Monday, June 04, 2012

   Talvez tenha sido efeito dos medicamentos. Ou talvez eu seja assim mesmo esquisito.  O fato é que ontem eu acordei achando que fosse uma boa idéia me arrastar pra beira do Tâmisa ver o cortejo do arraiá da Lilibeth, afinal é apenas a segunda vez em toda história que um monarca celebra um Jubileu de Diamante, antes dela só mesmo a "belíssima" e falsa moralista Victoria. Enfim, lá fui eu pras ruas frias, molhadas, e na maioria dos casos, interditadas.
   A ida até que nem foi traumática, apesar da multidão enfeitada de bandeiras, caras pintadas, coroas e tudo o mais que se possa imaginar. Muita alegria, muita birita, muita comida e o povo histérico de felicidade e orgulho, os inocentes.

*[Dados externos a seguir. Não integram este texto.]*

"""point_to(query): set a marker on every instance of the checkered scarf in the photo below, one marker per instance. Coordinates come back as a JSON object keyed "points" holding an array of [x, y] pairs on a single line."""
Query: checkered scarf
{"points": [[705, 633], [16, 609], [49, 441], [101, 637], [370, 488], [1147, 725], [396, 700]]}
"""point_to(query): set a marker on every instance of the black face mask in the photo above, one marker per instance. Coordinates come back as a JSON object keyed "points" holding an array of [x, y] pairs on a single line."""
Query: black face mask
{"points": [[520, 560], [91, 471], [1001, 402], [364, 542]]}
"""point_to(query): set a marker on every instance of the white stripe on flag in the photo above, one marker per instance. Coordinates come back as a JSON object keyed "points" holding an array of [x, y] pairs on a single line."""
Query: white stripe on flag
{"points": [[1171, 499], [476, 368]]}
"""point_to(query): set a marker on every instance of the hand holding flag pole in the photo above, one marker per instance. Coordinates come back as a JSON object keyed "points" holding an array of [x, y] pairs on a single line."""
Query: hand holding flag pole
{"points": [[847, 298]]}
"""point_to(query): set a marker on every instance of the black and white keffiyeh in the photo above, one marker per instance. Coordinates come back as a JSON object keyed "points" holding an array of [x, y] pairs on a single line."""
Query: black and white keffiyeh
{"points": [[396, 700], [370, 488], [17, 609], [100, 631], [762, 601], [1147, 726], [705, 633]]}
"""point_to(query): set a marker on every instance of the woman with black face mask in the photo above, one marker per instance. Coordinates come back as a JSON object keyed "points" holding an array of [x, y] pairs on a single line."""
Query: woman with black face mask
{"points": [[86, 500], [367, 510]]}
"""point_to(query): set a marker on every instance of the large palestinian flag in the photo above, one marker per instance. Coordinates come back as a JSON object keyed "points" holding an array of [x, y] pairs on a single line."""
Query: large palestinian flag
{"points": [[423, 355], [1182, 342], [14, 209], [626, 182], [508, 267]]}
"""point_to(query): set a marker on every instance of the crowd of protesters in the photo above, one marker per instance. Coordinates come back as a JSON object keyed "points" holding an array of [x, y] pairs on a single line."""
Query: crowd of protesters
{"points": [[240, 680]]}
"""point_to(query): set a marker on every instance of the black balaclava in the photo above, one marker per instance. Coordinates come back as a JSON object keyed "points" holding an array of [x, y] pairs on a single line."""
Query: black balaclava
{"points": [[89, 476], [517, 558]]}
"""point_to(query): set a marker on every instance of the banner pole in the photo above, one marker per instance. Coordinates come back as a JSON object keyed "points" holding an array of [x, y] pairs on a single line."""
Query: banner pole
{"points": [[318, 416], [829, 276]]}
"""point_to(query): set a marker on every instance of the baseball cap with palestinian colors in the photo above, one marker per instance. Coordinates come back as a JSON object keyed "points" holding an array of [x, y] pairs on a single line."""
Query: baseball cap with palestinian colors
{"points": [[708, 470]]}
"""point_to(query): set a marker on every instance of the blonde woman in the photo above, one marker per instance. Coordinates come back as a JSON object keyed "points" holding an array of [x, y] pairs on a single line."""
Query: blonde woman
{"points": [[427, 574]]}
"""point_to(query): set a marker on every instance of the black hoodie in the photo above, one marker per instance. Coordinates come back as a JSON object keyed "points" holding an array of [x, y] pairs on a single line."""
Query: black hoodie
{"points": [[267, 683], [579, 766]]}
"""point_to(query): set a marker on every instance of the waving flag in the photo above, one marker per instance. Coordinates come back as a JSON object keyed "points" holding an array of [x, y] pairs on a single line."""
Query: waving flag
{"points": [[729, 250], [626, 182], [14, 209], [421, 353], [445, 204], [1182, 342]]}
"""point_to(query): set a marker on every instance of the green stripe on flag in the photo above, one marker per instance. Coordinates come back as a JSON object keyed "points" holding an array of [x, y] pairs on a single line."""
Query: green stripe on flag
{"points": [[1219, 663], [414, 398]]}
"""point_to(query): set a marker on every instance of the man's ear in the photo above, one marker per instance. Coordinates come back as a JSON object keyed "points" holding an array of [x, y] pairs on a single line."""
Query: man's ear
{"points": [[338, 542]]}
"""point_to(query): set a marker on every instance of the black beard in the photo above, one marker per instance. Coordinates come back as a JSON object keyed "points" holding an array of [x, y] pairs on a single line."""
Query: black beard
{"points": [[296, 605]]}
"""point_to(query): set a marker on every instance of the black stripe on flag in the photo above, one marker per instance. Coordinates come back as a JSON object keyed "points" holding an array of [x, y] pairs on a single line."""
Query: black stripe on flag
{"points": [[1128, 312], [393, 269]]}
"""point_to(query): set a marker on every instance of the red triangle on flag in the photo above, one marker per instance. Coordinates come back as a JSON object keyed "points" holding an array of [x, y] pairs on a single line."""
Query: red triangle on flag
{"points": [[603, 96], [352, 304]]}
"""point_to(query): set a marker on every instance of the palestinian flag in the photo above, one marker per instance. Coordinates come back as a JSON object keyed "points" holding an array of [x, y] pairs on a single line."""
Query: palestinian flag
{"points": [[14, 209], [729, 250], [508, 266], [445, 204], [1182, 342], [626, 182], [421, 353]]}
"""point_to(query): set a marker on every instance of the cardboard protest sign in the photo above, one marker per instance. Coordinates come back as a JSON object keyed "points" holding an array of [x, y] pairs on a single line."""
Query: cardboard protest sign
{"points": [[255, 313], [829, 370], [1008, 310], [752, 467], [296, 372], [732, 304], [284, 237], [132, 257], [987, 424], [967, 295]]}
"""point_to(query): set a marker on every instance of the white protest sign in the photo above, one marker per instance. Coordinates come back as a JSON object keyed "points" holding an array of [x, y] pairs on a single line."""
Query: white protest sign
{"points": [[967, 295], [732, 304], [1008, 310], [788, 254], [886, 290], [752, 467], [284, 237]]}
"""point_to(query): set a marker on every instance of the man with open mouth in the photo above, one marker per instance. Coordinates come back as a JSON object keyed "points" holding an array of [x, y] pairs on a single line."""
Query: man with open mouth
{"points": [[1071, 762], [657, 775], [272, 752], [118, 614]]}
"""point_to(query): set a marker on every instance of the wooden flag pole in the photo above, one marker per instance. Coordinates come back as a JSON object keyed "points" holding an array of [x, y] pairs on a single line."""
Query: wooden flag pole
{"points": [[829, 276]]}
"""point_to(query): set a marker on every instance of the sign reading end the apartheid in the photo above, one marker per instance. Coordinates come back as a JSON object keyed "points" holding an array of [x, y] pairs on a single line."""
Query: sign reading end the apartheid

   Claro que nem pensar em conseguir chegar nas margens do rio pra ver os tais mil barcos do cortejo e toda a fanfarra. E ventava. Chovia. E não se conseguia mais andar. Então eu súbitamente tive um ataque de lucidez, me perguntei que diabos eu estava fazendo ali, deixei meus amigos de lado e voltei pra casa, depois de uma novela mexicana tentando atravessar a London Bridge morrendo de medo dos cavalos da Polícia Montada, que tentava, sem muito sucesso, conter a multidão. Fiz meia volta e peguei o metrô superlotado pra chegar em casa ainda em tempo de pegar o começo da festa ao vivo na BBC e assistir tudo do conforto do sofá tomando meu cházinho e comendo biscoitos.
   Tudo muito lindo, visto daqui, claro. O barco de Lilibeth luxuosíssimo, chiquérrimo, e ela, como sempre, com um chapéu absurdo, boquinha vermelha e toda sorrisinhos se fingindo de fofa e bonachona acenando pra plebe. Quem não te conhece... O príncipe lunático orelhudo, sem ter plantas com quem conversar foi obrigado a se contentar com a ex inimiga pública número 1 e provávelmente futura rainha, que se derretia toda pro lado da sogra megera.
    O príncipe mauricinho sem sal, o queridinho  gente fina, meio que desapareceu do lado da cabeluda, que teve a coragem de aparecer de vermelho Almodóvar da cabeça aos pés(Alexander MacQueen, minha gente, nem me venham com tolices)e uma cinturinha de causar incredulidade em gente que já viu de tudo nessa vida. A moça sempre foi corajosa e determinada. Ou nem estaria na quermesse.
   Já nosso pequeno príncipe, ruivo e muito gostosinho, dessa vez se comportou como um gentleman, pra alegria da vovó. Mas por baixo da farda e das medalhas dava pra ver umas pulseiras bem moderninhas no pulso, o que dá esperança pra muitos. O moço agora se especializa em parecer comum, como o resto de nós. Parabéns fofo.
   Antes disso tudo, o orelhudo tinha baixado numa street party em piccadilly, com a ex-inimiga pública e futura rainha do reino das águas claras, levando uma torta, apertando mãos e comendo petiscos com a populaça. Claro que depois deve ter desinfetado as mãos escondido em seu Rolls-Royce. Aprendeu com mamãe, que nunca na vida foi vista sem luva, que é pra não pegar pereba braba de suor de pobre.
   Agora é esperar pelo concerto de hoje à noite, em frente ao palácio, pra doze mil convidados  que receberão uma cesta de picnic cheia de guloseimas do Heston Blumenthal no conforto de suas cadeiras enquanto os outros cem mil menos afortunados ficam se acotovelando lá atrás. Ontem já tinha gente acampada por lá e muitas famílias inteiras passaram a noite na chuva e no frio pra conseguir uma boa visão do circo. Melhor nem mencionar os artistas convocados pra gloriosa noite, basta dizer que quem organizou o pagode foi o moço Gary Barlow, aquele ex Take That.

Ps.
  • O marido da tia, o destemperado do Duque, foi parar no hospital com uma infecção urinária. Se não for desculpa pra não ter que aturar tanto talento.
  • O celular do chato do Paul McCartney    tocando no meio da entrevista ao vivo agora na BBC. É o fim. E Elton John todo lépido e faceiro, aparentemente recuperado da pneumonia. Vai ter Stevie Wonder, aleluia senhor!
  • Tem um cantor de ópera gostosão no palco vestido de cowboy e cantando O Sole Mio. Que pôrra é essa minha gente?